FIFA's investigative arm has completed its report on Haitian Football Federation president Yves Jean-Bart, who is accused of raping underage players, the governing body of world football said on Thursday. FIFA said the case would now be taken up by its disciplinary arm, the adjudicatory chamber of the independent Ethics Committee. The investigation followed a report in the Guardian in April that Jean-Bart sexually abused young female footballers at the country's national training centre. The accusations led to the opening of a criminal investigation in Haiti, as well as the suspension of Jean-Bart by FIFA on May 25.
According to girls and former officials quoted by the Guardian in articles in April and August, Jean-Bart raped many underage players.
Saying they had been pressured to remain silent, the alleged victims told the newspaper, on condition of anonymity, that at least two underage players had to get abortions after Jean-Bart assaulted them.
FIFA said on Thursday that the investigation had been expanded to include Yvette Felix, an assistant coach at the training centre, who has also been banned from football for 90 days.
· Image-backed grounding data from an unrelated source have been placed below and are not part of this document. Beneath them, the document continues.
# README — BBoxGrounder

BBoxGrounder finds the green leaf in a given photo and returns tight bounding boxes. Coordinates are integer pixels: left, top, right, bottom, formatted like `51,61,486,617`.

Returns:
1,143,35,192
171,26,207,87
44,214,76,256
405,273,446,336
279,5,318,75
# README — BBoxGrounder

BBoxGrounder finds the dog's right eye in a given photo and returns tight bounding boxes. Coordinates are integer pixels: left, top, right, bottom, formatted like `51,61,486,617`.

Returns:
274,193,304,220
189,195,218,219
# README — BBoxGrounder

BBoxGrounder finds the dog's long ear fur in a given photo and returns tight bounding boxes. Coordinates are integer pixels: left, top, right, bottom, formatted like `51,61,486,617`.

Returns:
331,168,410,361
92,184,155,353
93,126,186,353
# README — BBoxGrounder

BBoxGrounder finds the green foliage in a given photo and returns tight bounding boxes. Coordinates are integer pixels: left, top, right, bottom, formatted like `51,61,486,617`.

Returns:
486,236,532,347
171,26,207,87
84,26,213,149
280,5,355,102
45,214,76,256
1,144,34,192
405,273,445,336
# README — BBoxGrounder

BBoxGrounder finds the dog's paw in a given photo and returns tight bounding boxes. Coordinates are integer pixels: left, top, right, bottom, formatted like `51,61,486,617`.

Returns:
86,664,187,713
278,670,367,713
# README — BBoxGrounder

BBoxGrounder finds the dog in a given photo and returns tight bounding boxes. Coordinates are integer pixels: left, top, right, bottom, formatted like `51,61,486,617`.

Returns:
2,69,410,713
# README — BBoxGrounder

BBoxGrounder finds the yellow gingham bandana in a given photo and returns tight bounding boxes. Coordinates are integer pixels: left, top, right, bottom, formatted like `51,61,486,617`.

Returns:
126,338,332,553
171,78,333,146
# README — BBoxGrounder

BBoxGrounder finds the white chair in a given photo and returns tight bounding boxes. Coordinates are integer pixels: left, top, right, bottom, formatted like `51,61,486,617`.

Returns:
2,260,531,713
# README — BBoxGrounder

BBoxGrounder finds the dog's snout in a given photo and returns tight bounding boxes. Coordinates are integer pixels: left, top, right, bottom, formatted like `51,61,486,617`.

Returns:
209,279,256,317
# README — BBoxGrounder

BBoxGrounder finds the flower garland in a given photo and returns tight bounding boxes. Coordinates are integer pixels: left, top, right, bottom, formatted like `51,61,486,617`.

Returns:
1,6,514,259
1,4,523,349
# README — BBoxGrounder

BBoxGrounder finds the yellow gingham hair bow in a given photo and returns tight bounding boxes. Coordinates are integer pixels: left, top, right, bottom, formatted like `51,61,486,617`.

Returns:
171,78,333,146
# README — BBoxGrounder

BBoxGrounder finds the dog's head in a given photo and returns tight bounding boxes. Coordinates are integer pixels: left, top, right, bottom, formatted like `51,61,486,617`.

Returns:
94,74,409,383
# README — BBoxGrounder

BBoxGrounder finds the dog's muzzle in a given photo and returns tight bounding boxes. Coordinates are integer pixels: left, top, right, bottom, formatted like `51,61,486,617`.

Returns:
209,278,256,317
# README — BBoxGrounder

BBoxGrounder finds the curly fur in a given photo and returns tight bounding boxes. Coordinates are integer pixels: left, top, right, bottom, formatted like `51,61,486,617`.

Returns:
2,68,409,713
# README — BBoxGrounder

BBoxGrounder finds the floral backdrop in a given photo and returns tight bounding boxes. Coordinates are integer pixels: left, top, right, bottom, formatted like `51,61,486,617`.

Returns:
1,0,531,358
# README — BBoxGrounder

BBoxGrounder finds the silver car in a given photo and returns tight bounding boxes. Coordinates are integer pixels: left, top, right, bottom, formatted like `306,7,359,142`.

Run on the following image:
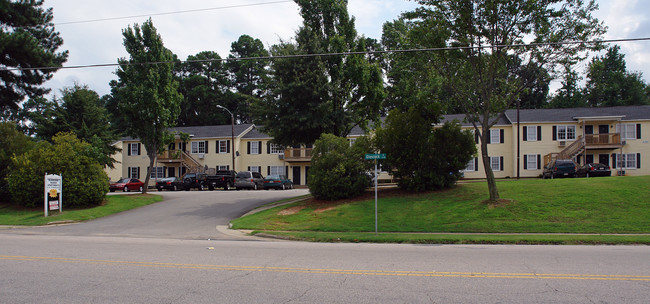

That follows FIFA's announcement in August that investigations had been widened to include other federation officials "who were identified as having allegedly been involved (as principals, accomplices or instigators) in acts of systematic sexual abuse against female football players".
At the time, FIFA suspended two other Haitian football officials, Nella Joseph, supervisor of girls' football at the training centre, and Wilner Etienne, technical director of the Haitian football federation, for 90 days.
Jean-Bart, 73, has been running the FHF for two decades. He won a sixth term unopposed in February.
He denies all the accusations and has filed a complaint in Paris against a French journalist who co-authored the Guardian investigation.
The construction of the training centre at Croix-des-Bouquets, a suburb of the Haitian capital of Port-au-Prince, was funded by a FIFA programme.